I start with an initial capital C and at the beginning of day $n=1,...,N$ I observe the random variable $X_n$, where $\mathbb E X_n=\mu_n$. The $X_n$ are independent. I also choose $c_n$ on day $n$, the amount of my remaining capital to maximise $\mathbb E[\sum_{n=1}^{N}X_n\log(c_n)]$ subject to $\sum_{n=1}^{N}c_n=C$.
Now I want to find out the optimal consumption policy, i.e concrete values for the $c_n$. My first idea was to use Lagrange Multiplier but all I get is $-\mu_n/c_n=\lambda$ I do not see how this helps me to find the consumption policy, may you have some idea.
First of all, it doesn't make sense to consume the same amount every time period (as discussed above), at least if I am interpreting the problem correctly. If you are sitting at time $t$ and $X_t$ is relatively large compared to $\mu_s$ for $s > t$, you should consume a lot now, since you have a high marginal utility of consumption!
One way to solve this is the dynamic programming approach, which is very popular in economics. To do this, first define the value function, which you are trying to maximize:
$V^t(X_t, K_t) = E_t\sum_{k=0}^N \left(X_{t+k} \ln C_{t+k}\right)$
The value function is a function of the "state" you are in: $X_t$ is the current multiplier on the log function, and $K_t$ is the amount of money you have left. So this function just tells you how well-off you are given your current state.
The reason I put a superscript on the $V$ is that the value function will not generally be the same in every time period. This only happens in "stationary" problems (such as problems with an infinite horizon).
Now work backwards.

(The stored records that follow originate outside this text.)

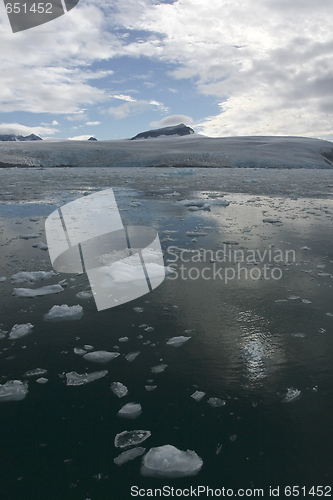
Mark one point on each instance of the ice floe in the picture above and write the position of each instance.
(178, 341)
(19, 331)
(101, 356)
(129, 455)
(35, 373)
(36, 292)
(167, 461)
(291, 395)
(24, 276)
(13, 390)
(130, 410)
(64, 312)
(74, 378)
(159, 368)
(130, 438)
(131, 356)
(198, 395)
(119, 389)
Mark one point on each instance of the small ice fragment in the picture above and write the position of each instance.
(138, 309)
(168, 461)
(42, 380)
(178, 341)
(150, 387)
(85, 294)
(198, 395)
(64, 312)
(130, 410)
(130, 438)
(131, 356)
(119, 389)
(29, 236)
(41, 246)
(24, 276)
(101, 356)
(13, 390)
(36, 372)
(19, 331)
(37, 292)
(291, 395)
(79, 351)
(158, 368)
(74, 378)
(129, 455)
(216, 402)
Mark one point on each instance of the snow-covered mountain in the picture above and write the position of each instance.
(13, 137)
(188, 151)
(177, 130)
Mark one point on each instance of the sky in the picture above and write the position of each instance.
(114, 68)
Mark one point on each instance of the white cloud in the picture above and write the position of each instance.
(18, 129)
(168, 121)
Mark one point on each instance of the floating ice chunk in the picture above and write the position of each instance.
(24, 276)
(19, 331)
(101, 356)
(42, 380)
(131, 356)
(85, 294)
(272, 221)
(129, 455)
(119, 389)
(29, 236)
(37, 292)
(291, 395)
(74, 378)
(158, 368)
(150, 387)
(130, 410)
(168, 461)
(79, 351)
(41, 246)
(64, 312)
(13, 390)
(178, 341)
(130, 438)
(36, 372)
(216, 402)
(198, 395)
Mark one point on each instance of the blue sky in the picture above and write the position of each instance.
(114, 68)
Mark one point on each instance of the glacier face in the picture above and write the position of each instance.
(188, 151)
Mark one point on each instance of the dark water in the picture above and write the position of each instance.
(58, 442)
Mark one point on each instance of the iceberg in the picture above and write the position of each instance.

We know that at the final time,
$V^N(X_N, K_N) = X_N \ln K_N$
since you eat everything that is left.
At time $N-1$, the value function can be defined recursively as the sum of a "flow payoff" for time $N-1$ plus a "continuation value" for the future period $N$:
$V^{N-1}(X_{N-1}, K_{N-1}) = \max_{K_N} \left[X_{N-1} \ln \left(K_{N-1} - K_N\right) + E_{N-1}\left[V^N(X_N, K_N)\right]\right]$
This is the so-called "Bellman equation." Note that consumption is the expression $K_{N-1} - K_N$ inside the log function.
We can substitute in $V^N(X_N, K_N)$ as well to get
$V^{N-1}(X_{N-1}, K_{N-1}) = \max_{K_N} \left[X_{N-1} \ln \left(K_{N-1} - K_N\right) + E_{N-1}\left[X_N \ln K_N\right]\right]$
Now solve the maximization by setting the derivative with respect to $K_N$ equal to zero:
$0 = -\frac{X_{N-1}}{K_{N-1} - K_N} + E_{N-1}\left[\frac{X_N}{K_N}\right]$
We can now substitute in $\mu_N$ to get
$X_{N-1} = (K_{N-1} - K_{N}) \mu_N/K_N$
or
$K_N \left(1+\frac{\mu_N}{X_{N-1}}\right)= K_{N-1}\frac{\mu_N}{X_{N-1}}$
Multiply both sides by $X_{N-1}$ and simplify to get
$K_N = K_{N-1}\frac{\mu_N}{X_{N-1}+\mu_N}$
From which we can get the optimal consumption policy (remember that $C_{t-1} = K_{t-1} - K_{t}$). You can substitute these values back into the Bellman equation to get the expression for the maximized value of the objective, as you asked for above.
Yes, it will be a bit annoying to continue working backwards step-by-step, but my guess is that a clear pattern will emerge as these problems are very recursive.